The most ludicrous example of this is the automatic soap dispenser. The first time I watched this ad with my daughter, we looked at each other and burst out laughing. It was a scare-ad gone bonkers! The premise is you won’t have to touch the soap dispenser where all the deadly germs reside, you can simply slide your hands under the dispenser and you’ll get a serving of soap. Hey, aren’t you about to wash your hands anyway?
Left to marketers, you’d spend all the money you should be saving warding off the heebie-jeebies. There’s the toothpaste that’s going to protect your enamel from eroding. There are the germs on your counter-top that will make your whole family sick. And there are the criminals waiting to steal your stuff, your car, your financial identity.
The thing that should really be scaring you is how easily you’re being manipulated into spending money you should be setting aside for the future.

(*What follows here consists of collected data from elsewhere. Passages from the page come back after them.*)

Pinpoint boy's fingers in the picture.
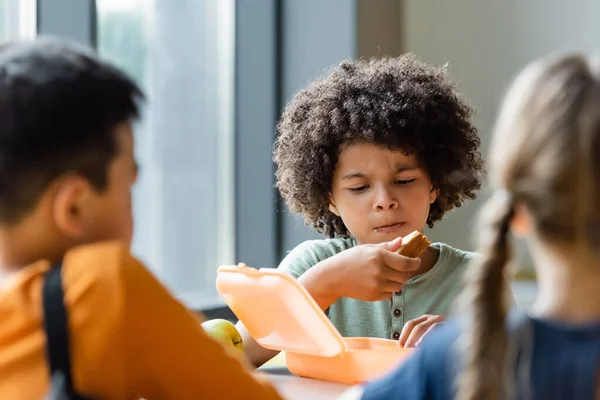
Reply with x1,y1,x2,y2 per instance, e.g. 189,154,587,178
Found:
398,315,428,347
379,280,405,293
383,268,412,284
416,323,441,347
382,250,421,272
399,315,445,347
404,321,431,348
377,236,403,252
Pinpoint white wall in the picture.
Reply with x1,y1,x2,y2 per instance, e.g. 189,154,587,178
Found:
403,0,600,261
277,0,600,283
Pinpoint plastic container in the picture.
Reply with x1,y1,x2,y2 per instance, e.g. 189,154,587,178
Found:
215,264,415,384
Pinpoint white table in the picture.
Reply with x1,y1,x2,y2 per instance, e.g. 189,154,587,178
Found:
258,366,353,400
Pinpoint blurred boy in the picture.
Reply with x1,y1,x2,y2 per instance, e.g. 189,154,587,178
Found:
0,37,282,400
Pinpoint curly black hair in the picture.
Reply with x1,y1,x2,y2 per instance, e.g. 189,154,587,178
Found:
274,54,484,238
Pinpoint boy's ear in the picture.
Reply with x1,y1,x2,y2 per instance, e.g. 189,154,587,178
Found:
328,194,340,216
52,175,93,239
429,187,439,204
510,203,532,237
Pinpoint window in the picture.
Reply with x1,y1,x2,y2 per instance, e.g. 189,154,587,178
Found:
96,0,235,310
0,0,36,42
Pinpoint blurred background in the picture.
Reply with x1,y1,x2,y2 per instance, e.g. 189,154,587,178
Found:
3,0,597,316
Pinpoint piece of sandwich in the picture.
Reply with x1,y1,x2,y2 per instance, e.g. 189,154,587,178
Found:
398,230,431,257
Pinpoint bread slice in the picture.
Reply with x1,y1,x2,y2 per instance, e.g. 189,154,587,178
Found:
398,231,431,257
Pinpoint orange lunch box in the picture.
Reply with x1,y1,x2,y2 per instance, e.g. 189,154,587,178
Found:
215,264,415,384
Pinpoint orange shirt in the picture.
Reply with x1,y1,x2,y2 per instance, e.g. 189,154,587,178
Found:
0,242,282,400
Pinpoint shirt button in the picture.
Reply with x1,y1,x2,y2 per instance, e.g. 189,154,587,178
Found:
393,308,402,317
394,290,402,296
392,331,400,340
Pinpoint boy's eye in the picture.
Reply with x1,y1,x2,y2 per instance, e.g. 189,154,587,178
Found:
395,179,415,185
349,185,369,193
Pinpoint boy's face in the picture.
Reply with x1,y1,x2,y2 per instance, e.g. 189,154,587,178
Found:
48,122,139,249
329,142,437,245
82,122,138,247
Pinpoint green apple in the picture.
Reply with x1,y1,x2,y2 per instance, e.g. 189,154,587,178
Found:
201,318,244,353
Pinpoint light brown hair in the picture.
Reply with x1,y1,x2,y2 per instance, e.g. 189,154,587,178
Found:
457,54,600,399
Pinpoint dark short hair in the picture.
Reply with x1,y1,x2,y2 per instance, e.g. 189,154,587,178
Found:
274,54,484,237
0,36,144,223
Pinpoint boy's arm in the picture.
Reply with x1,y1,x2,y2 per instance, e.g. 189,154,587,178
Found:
296,256,342,309
236,322,280,368
118,252,283,400
240,238,419,367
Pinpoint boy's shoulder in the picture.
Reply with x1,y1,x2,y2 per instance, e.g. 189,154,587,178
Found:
433,242,478,270
2,241,135,303
65,240,131,262
59,241,157,336
64,240,138,278
277,236,357,279
61,241,145,305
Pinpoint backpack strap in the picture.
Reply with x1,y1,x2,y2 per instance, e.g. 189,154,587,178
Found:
42,263,77,397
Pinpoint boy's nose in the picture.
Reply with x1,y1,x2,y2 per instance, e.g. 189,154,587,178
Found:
374,189,399,210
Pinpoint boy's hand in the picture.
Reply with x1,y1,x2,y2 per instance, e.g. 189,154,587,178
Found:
398,314,445,348
325,237,421,302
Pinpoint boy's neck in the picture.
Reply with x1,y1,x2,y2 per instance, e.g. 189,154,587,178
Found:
0,220,68,275
411,246,440,277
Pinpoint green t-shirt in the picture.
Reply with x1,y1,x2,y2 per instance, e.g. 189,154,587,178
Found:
278,237,477,339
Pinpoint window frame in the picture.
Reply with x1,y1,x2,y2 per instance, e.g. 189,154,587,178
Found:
35,0,281,318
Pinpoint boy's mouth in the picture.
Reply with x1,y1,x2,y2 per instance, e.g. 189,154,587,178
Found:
373,222,406,233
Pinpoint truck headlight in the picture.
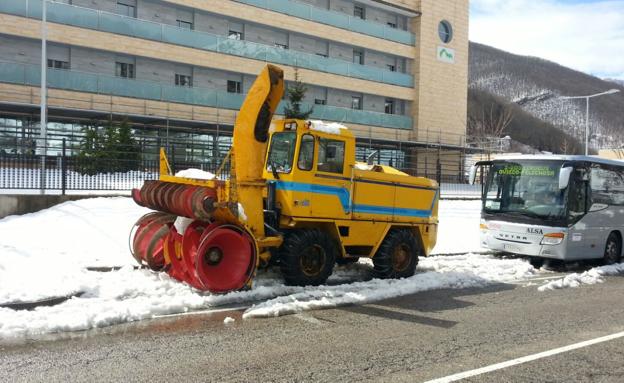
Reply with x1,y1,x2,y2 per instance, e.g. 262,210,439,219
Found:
541,233,564,245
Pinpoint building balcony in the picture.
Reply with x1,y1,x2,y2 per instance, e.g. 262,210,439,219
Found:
0,61,413,130
0,0,414,88
234,0,416,45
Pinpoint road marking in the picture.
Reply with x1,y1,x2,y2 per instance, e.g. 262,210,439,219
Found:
423,330,624,383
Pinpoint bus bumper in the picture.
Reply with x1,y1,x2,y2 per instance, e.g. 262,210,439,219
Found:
480,226,568,260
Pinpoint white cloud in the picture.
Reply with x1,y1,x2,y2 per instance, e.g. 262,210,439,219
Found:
470,0,624,80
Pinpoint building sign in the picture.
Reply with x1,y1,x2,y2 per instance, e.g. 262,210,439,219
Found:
437,46,455,64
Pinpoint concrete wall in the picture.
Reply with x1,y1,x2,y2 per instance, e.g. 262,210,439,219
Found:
0,195,125,219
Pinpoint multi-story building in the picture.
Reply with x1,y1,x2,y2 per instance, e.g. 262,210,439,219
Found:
0,0,469,177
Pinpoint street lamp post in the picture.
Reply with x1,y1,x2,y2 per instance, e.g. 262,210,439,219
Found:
39,0,48,194
560,89,620,156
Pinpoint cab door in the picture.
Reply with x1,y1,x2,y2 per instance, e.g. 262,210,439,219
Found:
311,137,351,220
289,134,315,217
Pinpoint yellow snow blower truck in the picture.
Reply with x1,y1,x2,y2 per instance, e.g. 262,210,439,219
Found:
130,64,439,293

If you allow the fear-mongers to ‘motivate’ you to buy something you really don’t need, you’re not only leaving yourself exposed emotionally (why would you give them that kind of power over you?), but also financially.
While most of us are loath to admit the fear-factor works — it makes us feel like wussies — fear ranks as one of the strongest motivators and advertisers are blatantly using it to scare the britches off us.
Who hasn’t watched a home security ad and thought, “Gee, $24.99 a month is nothing for the peace of mind I’ll get from having the ‘free’ system.” You may even have had the same thought watching the ID-theft ads.
You would think that in this day and age of rabid cynicism few people would fall for the fear-inducing marketing ploys, but fall people do. Before you follow your knee-jerk response to protect yourself and your family by coughing up some hard-earned dough to ward off the bogeyman, do some research. Don’t buy simply because a marketer has pushed the right button.